Regular Expression (2) -- metacharacters

Source: Internet
Author: User

The characters in a regular expression are divided into metacharacters and general characters,General charactersMatch itself (what is written, for example, to write 'A' in a regular expression, and match 'A' in a match '), metacharacters are the most basic and core content of regular expressions. Basically, all regular expressions are composed of metacharacters, which are the basis of regular expressions. This section describes the character groups, multi-choice structures, periods, and predefined character sets.

What is metacharacters"

Metacharacters are special characters that have special meanings in regular expressions.These metacharacters (special characters or character groups) can replace one or more characters. The following figure shows the basic metacharacters.

The figure above contains basic 'metacharacters, including quantifiers, boundary matching, character matching, logic, grouping, surround view, and some special structures.

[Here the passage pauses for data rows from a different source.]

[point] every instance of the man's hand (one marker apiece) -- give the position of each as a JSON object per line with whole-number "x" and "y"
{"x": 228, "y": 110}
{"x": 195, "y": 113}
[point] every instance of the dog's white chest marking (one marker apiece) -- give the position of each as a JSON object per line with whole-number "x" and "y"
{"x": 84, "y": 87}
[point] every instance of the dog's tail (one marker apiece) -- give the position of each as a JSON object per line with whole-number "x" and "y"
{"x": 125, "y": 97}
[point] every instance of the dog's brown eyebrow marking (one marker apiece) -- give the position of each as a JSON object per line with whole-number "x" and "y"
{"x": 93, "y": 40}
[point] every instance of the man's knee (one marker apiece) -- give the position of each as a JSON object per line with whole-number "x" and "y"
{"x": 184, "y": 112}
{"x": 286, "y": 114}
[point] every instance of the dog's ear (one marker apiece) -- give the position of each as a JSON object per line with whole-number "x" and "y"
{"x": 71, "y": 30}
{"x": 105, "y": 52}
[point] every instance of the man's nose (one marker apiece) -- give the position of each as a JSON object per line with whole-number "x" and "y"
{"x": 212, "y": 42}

Metacharacters-character groups

There are two character groups:Common Character groups and excluded character groups

1. Normal character group

"[·]", The regular expression that appears in the structure on the left is called a normal character group, it will match any character in the [...] struct.

Example: [ABC]

The character 'a' can match 'A', the character 'B' can match 'B', and the character 'C' can match 'C ', [ABC] matches any of the three characters 'A', 'B', and 'c.

From the programming point of view, the condition for judging a 'or' is equivalent to another regular expression (A | B | C). Either it matches 'A' or 'B ', otherwise, it matches 'C '.

Let's take a simple example.

Regular Expression: 'gr [AE] y'

First match 'G', then 'R', then a 'A' or 'E', and then a 'y '. We can see from this process that the text that this regular expression can match is 'Gray 'or 'Gray'

We can also use the hyphen '-' to represent a range,Match a character in a range with the [...] struct. For example:

Regular Expression: [a-d0-9]

This regular expression can match any character in 0, 1, 2, 3, 4, 5, 6, 7, 8, 9, A, B, C, and D. Two regular expressions that contain more than two ranges are called'Multi-range'

'-' A hyphen can only be a metacharacters in the [...] struct; otherwise, it can only match common hyphens. Of course, if the '-' character starts with the [...] struct, it is also a common character, for example

Regular Expression :[-!.? ABC]

In this case, '-' indicates itself. This regular expression can match '-','! ','.','? ', 'A',' B ', any of 'C'

Ii. Excluded character groups

"[^ ·]", The regular expression that appears in the structure on the left is called an excluded character group, it will match any character other than the character in the [^ ·] struct, that is, all other characters except the character in the ^ ·] struct can match.

Example: [^ ABC]

The above regular expression can match D, match E, match D-Z, A-Z, match any number, match '? ', But it cannot match any of the three characters 'A',' B ', and 'c'.

Metacharacters-point numbers match any character

'.' Can match any character except the linefeed \ n (As long as the DoT number is not in the character group, the metacharacter meaning in the character group is itself). Of course, if you want to match the dot itself, you need to use the Escape Character '\' to escape, that is '\.'

Metacharacters-multiple-choice Structure

The multiple-choice structure is similar to the character group, which means "or". You can select one of them. But the biggest difference between them is that The 'character group' can only be selected between a single character. The multiple-choice structure is selected between multiple expressions. For example:

Regular Expression: '(gray | gray )'

The above regular expression means either matching gray or gray. The matching result is equivalent to 'gr [AE] Y'. Another example is as follows:

'Jeff (Rey | ERY )'

Match 'J' first, then match 'E', then match 'F', then match 'F', and then match 'rey 'or 'ery, this is the process of executing the multi-choice structure.

Metacharacters-predefined character sets

The predefined character set is like the one shown in. They use the '\ letter' format to represent multiple characters. \ D stands for 0 to 9, and \ s stands for blank characters, \ W represents 0 to 9, A to Z, A to Z. While their larger forms indicate their difference sets

Metacharacters also include quantifiers, location match characters, Parentheses, and reverse references. These contents will be separately explained later.

Reference: Mastering regular expressions-Third Edition

Python Regular Expression tutorial

Contact Us

The content source of this page is from Internet, which doesn't represent Alibaba Cloud's opinion; products and services mentioned on that page don't have any relationship with Alibaba Cloud. If the content of the page makes you feel confusing, please write us an email, we will handle the problem within 5 days after receiving your email.

If you find any instances of plagiarism from the community, please send an email to: info-contact@alibabacloud.com and provide relevant evidence. A staff member will contact you within 5 working days.

A Free Trial That Lets You Build Big!

Start building with 50+ products and up to 12 months usage for Elastic Compute Service

  • Sales Support

    1 on 1 presale consultation

  • After-Sales Support

    24/7 Technical Support 6 Free Tickets per Quarter Faster Response

  • Alibaba Cloud offers highly flexible support services tailored to meet your exact needs.